Before we began exporting the wholesale help that appears to be making a difference we had been exporting a commodity we make way too much of: stupidity. Before the antivaxers began mobilizing against the fantastical mind-control purpose behind the Ebola vaccines now in trial. Before the teabaggers began clutching at any possibility of the Obama administration being in any way associated with the possibility of misstep in any response to Ebola patients in the US. Before the xenophobic isolationists began demanding a shutdown of any movement of people of African descent. Before any of this we had begun exporting the “real” reasons for the epidemic, and a host of “effective cures [they] don’t want you to know about”.

This type of foolishness might sound like nothing more than the discardable musings of internet trolls, and from the perspective of most of the readers of this blog it is. However, to people using limited resources to combat an impossibly expanding horror it could be more; it could provide much needed hope and blame.

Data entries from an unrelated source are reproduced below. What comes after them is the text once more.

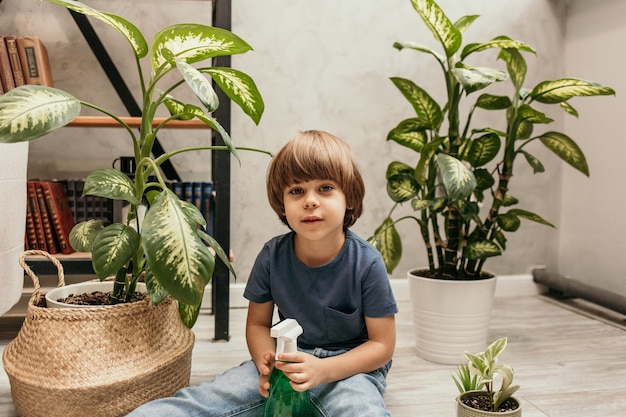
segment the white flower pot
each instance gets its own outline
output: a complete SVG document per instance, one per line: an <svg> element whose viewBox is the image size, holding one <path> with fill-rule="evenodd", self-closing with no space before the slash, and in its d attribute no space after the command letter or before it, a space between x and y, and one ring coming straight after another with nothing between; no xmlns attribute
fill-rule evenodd
<svg viewBox="0 0 626 417"><path fill-rule="evenodd" d="M64 285L62 287L54 288L46 294L46 307L48 308L94 308L102 306L94 305L77 305L66 304L57 301L60 298L66 298L70 294L85 294L95 291L110 292L113 290L113 281L104 282L79 282L77 284ZM146 284L143 282L137 283L137 291L146 292Z"/></svg>
<svg viewBox="0 0 626 417"><path fill-rule="evenodd" d="M455 281L409 271L417 354L431 362L459 364L465 352L487 347L496 278Z"/></svg>

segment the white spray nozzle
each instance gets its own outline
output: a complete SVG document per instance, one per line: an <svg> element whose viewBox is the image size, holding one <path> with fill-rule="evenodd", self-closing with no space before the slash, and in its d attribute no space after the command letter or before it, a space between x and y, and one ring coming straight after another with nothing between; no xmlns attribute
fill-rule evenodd
<svg viewBox="0 0 626 417"><path fill-rule="evenodd" d="M276 360L281 353L298 351L298 336L302 327L294 319L285 319L270 329L270 336L276 338Z"/></svg>

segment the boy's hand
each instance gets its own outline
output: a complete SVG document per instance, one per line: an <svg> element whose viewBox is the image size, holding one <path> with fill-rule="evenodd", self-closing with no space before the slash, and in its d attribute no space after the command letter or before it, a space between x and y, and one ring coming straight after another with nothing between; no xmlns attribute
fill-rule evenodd
<svg viewBox="0 0 626 417"><path fill-rule="evenodd" d="M263 355L263 362L257 364L259 370L259 393L267 398L270 395L270 373L274 366L274 353Z"/></svg>
<svg viewBox="0 0 626 417"><path fill-rule="evenodd" d="M306 391L328 382L322 359L305 352L281 353L274 366L291 380L294 391Z"/></svg>

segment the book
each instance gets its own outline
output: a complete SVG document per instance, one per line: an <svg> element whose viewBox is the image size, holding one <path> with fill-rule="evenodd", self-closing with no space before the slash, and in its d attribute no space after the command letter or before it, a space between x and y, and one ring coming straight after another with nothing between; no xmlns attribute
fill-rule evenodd
<svg viewBox="0 0 626 417"><path fill-rule="evenodd" d="M54 87L46 46L37 36L18 36L17 52L26 84Z"/></svg>
<svg viewBox="0 0 626 417"><path fill-rule="evenodd" d="M35 183L35 192L37 194L37 204L39 205L39 215L41 216L41 223L43 224L43 234L46 239L46 248L48 249L48 253L54 255L58 253L57 244L55 241L55 233L52 229L52 219L48 213L41 182Z"/></svg>
<svg viewBox="0 0 626 417"><path fill-rule="evenodd" d="M213 236L213 218L215 216L215 208L213 206L213 183L203 182L202 198L204 203L202 204L202 214L206 220L206 232Z"/></svg>
<svg viewBox="0 0 626 417"><path fill-rule="evenodd" d="M25 84L24 73L22 72L22 64L20 62L20 54L17 52L17 37L5 36L4 41L7 45L9 53L9 61L11 62L11 70L13 71L13 82L16 87Z"/></svg>
<svg viewBox="0 0 626 417"><path fill-rule="evenodd" d="M37 190L35 181L28 181L26 183L28 203L31 207L31 213L33 215L33 222L35 224L35 236L37 237L37 249L47 251L46 236L43 231L43 222L41 219L41 212L39 211L39 203L37 201Z"/></svg>
<svg viewBox="0 0 626 417"><path fill-rule="evenodd" d="M35 232L35 221L33 220L33 209L26 192L26 247L28 249L39 249L37 246L37 234Z"/></svg>
<svg viewBox="0 0 626 417"><path fill-rule="evenodd" d="M41 183L52 225L56 232L61 253L72 253L70 232L74 227L74 217L67 201L65 187L60 182L43 181Z"/></svg>
<svg viewBox="0 0 626 417"><path fill-rule="evenodd" d="M7 49L3 35L0 35L0 83L5 93L15 88L13 69L11 69L11 60L9 59L9 50Z"/></svg>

“The US Department of Defense (DoD) is funding Ebola trials on humans, trials which started just weeks before the Ebola outbreak in Guinea and Sierra Leone. The reports continue and state that the DoD gave a contract worth $140 million dollars to Tekmira, a Canadian pharmaceutical company, to conduct Ebola research. This research work involved injecting and infusing healthy humans with the deadly Ebola virus. Hence, the DoD is listed as a collaborator in a “First in Human” Ebola clinical trial (NCT02041715, which started in January 2014 shortly before an Ebola epidemic was declared in West Africa in March.” -- Cyril Broderick, A Liberian scientist and a former professor of Plant Pathology at the University of Liberia’s College of Agriculture and Forestry.

A major Liberian newspaper published an article blaming the US department of defense of creating the epidemic. A patent created in the pre-supreme court decision on patenting existing life forms rush to patent everything was found for a strain of Ebola; this proved Ebola is a GMO. Motives were fielded for why an Ebola epidemic would be profitable; arguments for the potential validity of the motives became arguments for the validity of the conspiracy theories themselves.

Response in West Africa took a turn for the worst when quarantines upset important food distribution networks. Ebola patients reportedly escaped “treatment” facilities in search of food because they knew Ebola only killed 50% of its victims, while starvation killed 100%. People hid their sick friends and relatives because the state was not going to provide the “effective cures [they] don’t want you to know about”. Tracking people exposed to the virus was replaced by trying to keep track of those who died. Eventually it became impossible to provide accurate information. Bodies were being cremated before relatives knew the patient was sick.

In mid September eight aid workers were killed, and their bodies shoved into a latrine. It was thought that the disinfectant they were spraying was actually the Ebola virus.

I could pontificate about the dangers of rampant stupidity, but what good does that do? I doubt readers of this blog are even aware of even half of these Ebola conspiracies; unless they are ferreting them out for enjoyment.

It is not as if good information was unavailable. It is not even a situation where good information was hard to find. It is just that the extreme blame and hope of the fringe spokespeople in the US is much more compelling.

Possibly more important than compelling is the fact that people who got good information are doing stuff, and it appears to be working. Homeopaths Without Borders did not swoop in and cure everyone with distilled water. The citizens of West Africa did not simply cut gluten out of their diet. The drones spraying Ebola were not shot out of the sky. No.   Real people did real stuff.... and sometimes that works.





1 comment:

Steven Holt said...

Sadly, I don't think you are too jaded. Exporting the infection was a major catalyst for international action.